BANGKOK: Vast concessions in Malaysia’s forests threaten millions of hectares of rich natural habitats and risk the country’s commitment to 50 per cent forest cover, a report warned Tuesday (May 28).
NGO RimbaWatch said its analysis of concessions in the country’s forest showed up to 3.2 million hectares could be slashed, potentially unleashing enormous carbon emissions and compromising key animal habitats.
“Malaysia has consistently been establishing concessions in forested areas, leaving vast areas at risk,” said RimbaWatch director Adam Farhan.
“The Malaysian rainforest is millions of years old, and when it is lost, it is lost permanently,” he told AFP.

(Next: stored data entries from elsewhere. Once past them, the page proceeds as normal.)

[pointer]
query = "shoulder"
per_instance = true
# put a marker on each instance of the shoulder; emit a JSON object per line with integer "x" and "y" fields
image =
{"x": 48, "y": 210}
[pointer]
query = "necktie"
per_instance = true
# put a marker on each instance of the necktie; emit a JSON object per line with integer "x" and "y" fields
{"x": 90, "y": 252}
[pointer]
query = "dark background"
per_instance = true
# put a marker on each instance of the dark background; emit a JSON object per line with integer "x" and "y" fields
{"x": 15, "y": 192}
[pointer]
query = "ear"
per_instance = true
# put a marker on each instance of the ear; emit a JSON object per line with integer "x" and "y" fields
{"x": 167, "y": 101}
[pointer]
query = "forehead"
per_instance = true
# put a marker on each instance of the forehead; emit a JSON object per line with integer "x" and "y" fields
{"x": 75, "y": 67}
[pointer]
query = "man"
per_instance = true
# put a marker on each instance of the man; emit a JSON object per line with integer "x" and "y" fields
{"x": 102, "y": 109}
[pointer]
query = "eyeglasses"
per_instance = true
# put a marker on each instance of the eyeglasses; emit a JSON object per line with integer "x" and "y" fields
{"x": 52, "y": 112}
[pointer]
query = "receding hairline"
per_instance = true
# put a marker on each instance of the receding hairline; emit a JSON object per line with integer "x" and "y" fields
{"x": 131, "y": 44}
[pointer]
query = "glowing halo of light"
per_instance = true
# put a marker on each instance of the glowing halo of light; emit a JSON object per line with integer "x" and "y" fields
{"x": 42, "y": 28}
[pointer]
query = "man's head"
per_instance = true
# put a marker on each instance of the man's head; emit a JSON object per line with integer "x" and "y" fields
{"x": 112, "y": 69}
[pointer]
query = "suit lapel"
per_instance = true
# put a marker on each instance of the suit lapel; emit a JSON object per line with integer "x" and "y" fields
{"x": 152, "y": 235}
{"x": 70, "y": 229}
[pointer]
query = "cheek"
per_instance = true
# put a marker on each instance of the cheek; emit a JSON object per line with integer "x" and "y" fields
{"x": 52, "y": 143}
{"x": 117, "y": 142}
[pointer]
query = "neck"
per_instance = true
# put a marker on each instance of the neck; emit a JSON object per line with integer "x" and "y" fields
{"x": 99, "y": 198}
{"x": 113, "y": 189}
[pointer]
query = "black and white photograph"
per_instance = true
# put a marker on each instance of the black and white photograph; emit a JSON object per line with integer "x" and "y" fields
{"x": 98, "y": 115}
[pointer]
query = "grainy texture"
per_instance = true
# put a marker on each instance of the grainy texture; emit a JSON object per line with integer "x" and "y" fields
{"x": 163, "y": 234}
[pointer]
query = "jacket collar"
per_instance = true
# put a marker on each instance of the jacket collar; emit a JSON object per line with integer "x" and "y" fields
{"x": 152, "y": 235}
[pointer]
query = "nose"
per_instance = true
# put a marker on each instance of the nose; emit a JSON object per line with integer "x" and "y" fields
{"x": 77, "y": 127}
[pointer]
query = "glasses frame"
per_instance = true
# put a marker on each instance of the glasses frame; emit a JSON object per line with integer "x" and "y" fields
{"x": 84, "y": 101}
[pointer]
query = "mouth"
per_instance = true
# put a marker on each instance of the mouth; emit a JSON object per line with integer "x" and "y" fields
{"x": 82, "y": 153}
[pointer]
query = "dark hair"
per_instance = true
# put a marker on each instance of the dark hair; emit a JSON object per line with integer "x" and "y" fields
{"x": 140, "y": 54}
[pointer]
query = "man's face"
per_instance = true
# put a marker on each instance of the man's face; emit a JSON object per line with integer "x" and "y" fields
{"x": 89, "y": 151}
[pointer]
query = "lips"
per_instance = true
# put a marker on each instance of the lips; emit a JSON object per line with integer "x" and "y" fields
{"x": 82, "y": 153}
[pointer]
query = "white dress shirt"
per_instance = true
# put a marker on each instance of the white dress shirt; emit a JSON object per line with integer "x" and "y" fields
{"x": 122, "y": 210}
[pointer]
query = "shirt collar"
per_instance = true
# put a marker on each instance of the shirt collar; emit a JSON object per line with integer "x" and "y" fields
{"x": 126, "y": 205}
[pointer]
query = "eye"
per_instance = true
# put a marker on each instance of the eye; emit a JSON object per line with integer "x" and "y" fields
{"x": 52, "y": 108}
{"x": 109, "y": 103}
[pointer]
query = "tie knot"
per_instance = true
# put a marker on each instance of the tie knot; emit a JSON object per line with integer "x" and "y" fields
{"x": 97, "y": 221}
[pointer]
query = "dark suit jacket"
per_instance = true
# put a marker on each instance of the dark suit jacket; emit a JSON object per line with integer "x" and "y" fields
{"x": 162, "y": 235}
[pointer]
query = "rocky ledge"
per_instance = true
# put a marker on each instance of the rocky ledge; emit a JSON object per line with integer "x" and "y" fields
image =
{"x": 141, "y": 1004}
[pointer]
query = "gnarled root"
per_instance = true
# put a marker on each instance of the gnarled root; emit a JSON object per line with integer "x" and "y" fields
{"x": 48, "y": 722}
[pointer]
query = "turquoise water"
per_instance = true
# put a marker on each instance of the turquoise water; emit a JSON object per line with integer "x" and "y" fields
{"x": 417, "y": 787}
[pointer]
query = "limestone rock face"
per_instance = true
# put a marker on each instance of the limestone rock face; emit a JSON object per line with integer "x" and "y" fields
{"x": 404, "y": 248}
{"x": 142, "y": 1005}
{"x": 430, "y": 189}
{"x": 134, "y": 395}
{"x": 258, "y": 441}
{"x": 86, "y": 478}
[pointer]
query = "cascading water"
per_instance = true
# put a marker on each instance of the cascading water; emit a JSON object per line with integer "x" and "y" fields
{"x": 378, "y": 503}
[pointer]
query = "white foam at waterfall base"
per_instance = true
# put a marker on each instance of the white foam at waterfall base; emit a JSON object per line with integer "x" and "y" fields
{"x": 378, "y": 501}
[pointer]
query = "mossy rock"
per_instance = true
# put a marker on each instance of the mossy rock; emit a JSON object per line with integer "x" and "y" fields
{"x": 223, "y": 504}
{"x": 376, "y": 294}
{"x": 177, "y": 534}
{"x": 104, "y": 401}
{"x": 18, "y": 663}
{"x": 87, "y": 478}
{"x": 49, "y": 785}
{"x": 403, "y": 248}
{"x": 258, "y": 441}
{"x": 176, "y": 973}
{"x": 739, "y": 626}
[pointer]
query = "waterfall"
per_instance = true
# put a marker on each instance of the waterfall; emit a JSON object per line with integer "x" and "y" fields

Defining and delineating natural forest cover is complicated: some assessments categorise abandoned timber plantations or active palm oil plots as forest cover, while others only cover relatively untouched land.
So RimbaWatch used three different forest cover baselines for its research: one based on EU satellite data, one using official Malaysian data and one based on independent analysis by conservation start-up, The TreeMap.
RimbaWatch mapped concession grants onto these baselines to determine how much forest was at risk, working on the assumption that all trees in concession areas were threatened.
The analysis found 14-16 per cent of Malaysia’s remaining natural forest risks being cut down, or between 2.1 and 3.2 million hectares.
Malaysia has a longstanding commitment to maintain forest cover across 50 per cent of its territory, but that promise is at risk and may even already have been broken, RimbaWatch said.
The dataset from The TreeMap’s Nusantara Atlas estimates forest cover was already under 47 per cent by 2022.
Timber and palm oil plantations are the key drivers of deforestation risk in Malaysia, but other threats including mining and even hydropower projects.